During model development, 1 week lagged zika tweets were best correlated with weekly ZIKV cases. This is visually apparent during the major outbreak period in Florida, where a sharp rise in zika tweets appeared to precede ZIKV cases by 1 week. A possible explanation is that an inherent temporal difference exists between Twitter chatter and ZIKV diagnosis. For instance, it is plausible that discussion of ZIKV (potentially due to the presence of symptomatic or hospitalized family members or friends) predates actual diagnosis. In this case, a rise in zika tweets would predict a rise in ZIKV cases. Whether or not this temporal difference in zika tweets is truly reflecting chatter related to the impending rise in ZIKV cases, however, cannot be confirmed here.
It is worth noting that reports of the first locally acquired ZIKV in Florida corresponded with the sharp rise in zika tweets occurring in August. Therefore, an alternative explanation is that the initial sharp rise in zika tweets occurring in summer could reflect chatter related to the first few cases of locally acquired ZIKV, rather than the impending increase in total ZIKV cases that occurred the following week. This explanation, however, fails to explain the overall higher correlation between ZIKV case counts and 1 week lagged zika tweets over the entire study period.

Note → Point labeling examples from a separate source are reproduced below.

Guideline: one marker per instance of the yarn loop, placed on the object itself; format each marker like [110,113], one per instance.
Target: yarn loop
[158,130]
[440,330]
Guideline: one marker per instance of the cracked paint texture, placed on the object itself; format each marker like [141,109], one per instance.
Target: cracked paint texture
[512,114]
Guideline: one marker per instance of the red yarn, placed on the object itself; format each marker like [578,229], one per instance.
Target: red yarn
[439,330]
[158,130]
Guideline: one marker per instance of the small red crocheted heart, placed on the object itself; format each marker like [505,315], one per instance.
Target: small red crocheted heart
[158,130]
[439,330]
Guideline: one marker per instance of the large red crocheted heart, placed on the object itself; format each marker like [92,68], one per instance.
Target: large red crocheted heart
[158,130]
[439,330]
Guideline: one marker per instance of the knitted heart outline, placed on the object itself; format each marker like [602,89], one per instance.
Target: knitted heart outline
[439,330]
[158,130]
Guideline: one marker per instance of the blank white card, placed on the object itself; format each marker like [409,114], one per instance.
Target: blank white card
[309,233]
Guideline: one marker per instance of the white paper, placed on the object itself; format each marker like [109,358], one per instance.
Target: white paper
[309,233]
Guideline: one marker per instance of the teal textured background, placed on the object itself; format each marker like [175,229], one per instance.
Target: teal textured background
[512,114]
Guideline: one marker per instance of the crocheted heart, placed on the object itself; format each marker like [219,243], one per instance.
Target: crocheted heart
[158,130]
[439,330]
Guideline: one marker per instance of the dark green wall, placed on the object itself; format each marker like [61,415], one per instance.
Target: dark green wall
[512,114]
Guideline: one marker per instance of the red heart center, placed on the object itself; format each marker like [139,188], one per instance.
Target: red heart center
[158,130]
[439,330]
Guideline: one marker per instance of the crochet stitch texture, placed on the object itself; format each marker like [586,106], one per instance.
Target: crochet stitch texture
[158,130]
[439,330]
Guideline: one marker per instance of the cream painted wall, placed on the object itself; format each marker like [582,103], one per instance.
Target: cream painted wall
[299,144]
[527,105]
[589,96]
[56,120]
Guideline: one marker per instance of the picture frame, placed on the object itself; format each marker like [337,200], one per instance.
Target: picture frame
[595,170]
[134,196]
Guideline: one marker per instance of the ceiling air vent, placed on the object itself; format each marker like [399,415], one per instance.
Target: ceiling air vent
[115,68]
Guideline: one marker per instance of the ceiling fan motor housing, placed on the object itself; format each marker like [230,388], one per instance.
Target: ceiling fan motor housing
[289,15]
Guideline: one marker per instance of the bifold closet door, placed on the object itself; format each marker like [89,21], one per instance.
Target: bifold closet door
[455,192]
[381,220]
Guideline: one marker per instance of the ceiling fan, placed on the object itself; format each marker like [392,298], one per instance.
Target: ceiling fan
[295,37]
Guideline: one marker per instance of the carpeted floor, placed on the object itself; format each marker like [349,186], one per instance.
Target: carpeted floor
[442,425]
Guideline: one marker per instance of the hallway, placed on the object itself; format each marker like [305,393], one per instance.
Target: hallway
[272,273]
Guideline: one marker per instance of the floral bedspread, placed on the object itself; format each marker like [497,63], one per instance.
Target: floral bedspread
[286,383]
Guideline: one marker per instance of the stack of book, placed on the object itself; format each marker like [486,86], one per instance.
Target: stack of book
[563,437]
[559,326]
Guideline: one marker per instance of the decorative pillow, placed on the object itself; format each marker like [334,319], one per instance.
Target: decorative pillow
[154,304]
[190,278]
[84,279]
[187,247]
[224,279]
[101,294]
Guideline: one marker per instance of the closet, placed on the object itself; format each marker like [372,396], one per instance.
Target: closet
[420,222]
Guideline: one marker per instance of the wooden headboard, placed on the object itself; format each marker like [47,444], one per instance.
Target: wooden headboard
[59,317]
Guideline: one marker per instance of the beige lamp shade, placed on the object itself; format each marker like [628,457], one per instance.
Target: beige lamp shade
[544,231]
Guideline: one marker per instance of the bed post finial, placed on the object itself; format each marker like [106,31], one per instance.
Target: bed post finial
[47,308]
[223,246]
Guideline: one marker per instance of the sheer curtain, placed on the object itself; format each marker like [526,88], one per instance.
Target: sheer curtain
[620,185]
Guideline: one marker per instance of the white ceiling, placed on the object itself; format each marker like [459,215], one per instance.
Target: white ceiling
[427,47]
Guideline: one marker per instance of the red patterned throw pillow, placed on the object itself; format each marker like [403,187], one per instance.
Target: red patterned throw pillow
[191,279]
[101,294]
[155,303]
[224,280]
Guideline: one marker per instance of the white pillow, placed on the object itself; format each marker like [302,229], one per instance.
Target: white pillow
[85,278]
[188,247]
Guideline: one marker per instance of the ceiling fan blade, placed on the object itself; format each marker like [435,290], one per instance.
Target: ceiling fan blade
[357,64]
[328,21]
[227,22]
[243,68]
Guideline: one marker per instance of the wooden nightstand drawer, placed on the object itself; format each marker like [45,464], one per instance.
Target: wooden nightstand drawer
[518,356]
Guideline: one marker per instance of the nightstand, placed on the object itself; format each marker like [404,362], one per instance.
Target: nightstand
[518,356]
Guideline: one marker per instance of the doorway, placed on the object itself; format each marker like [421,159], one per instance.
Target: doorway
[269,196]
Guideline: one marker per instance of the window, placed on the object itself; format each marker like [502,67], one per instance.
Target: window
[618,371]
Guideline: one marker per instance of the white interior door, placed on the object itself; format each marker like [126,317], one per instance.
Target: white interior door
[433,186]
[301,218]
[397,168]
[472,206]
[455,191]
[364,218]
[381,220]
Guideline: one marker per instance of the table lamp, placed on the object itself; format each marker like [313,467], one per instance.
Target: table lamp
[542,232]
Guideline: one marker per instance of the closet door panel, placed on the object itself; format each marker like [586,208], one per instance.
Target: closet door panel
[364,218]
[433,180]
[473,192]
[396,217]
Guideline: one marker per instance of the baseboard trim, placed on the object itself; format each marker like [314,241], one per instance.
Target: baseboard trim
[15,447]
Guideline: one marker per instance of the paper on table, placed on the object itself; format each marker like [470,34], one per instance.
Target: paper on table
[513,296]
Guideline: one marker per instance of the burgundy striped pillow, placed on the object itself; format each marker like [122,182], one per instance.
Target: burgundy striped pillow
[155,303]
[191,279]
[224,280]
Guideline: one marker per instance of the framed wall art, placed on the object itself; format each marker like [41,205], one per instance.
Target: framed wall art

The primary strength of these models is the use of readily available, real-time Twitter data to estimate ZIKV cases. Additionally, the use of 1 week old ZIKV case reports to generate a good estimate means reduced dependence on the timely publication of case reports by government agencies in order to track ZIKV and predict outbreak trends. Where states report case counts on a daily basis during an outbreak (e.G. Florida), estimates of the following week’s ZIKV case counts can similarly be updated on a real-time (daily) basis. This enables better epidemic preparedness by local and state public health agencies in charge of disease response.
A primary limitation of these models is the need for historical ZIKV case count information. This requires the government to continue monitoring and publishing case reports. Though such surveillance takes place in the U.S. and other industrialized nations, it does not take place in many developing countries. Furthermore, government data may not always be released in time to enable ZIKV case predictions. In such regions where quantitative case count data is not accurately and/or consistently reported, or potentially delayed, univariate analyses using only prior zika tweets demonstrated that Twitter data may still be useful for disease surveillance. This assumes that Twitter is used among the local population and that sufficient knowledge of the disease and disease activity exists among the population.
Also noteworthy, since these are statistical models that depend on previous case reports, they cannot be used to predict a ZIKV outbreak where no prior case reports exist. Additionally, given their dependence on historical trends, these models are limited in their ability to predict historically anomalous events that could give rise to dramatic changes in disease prevalence. To this end, mechanistic models that take into account meteorology, vector distribution, population distribution and movement would provide more insight. Also, a diagnosis issue related to the cross-reactivity of diagnostic assays with other arboviruses presents a unique challenge for ZIKV surveillance. This challenge exists with traditional surveillance methods and is still an issue using our modeling approach.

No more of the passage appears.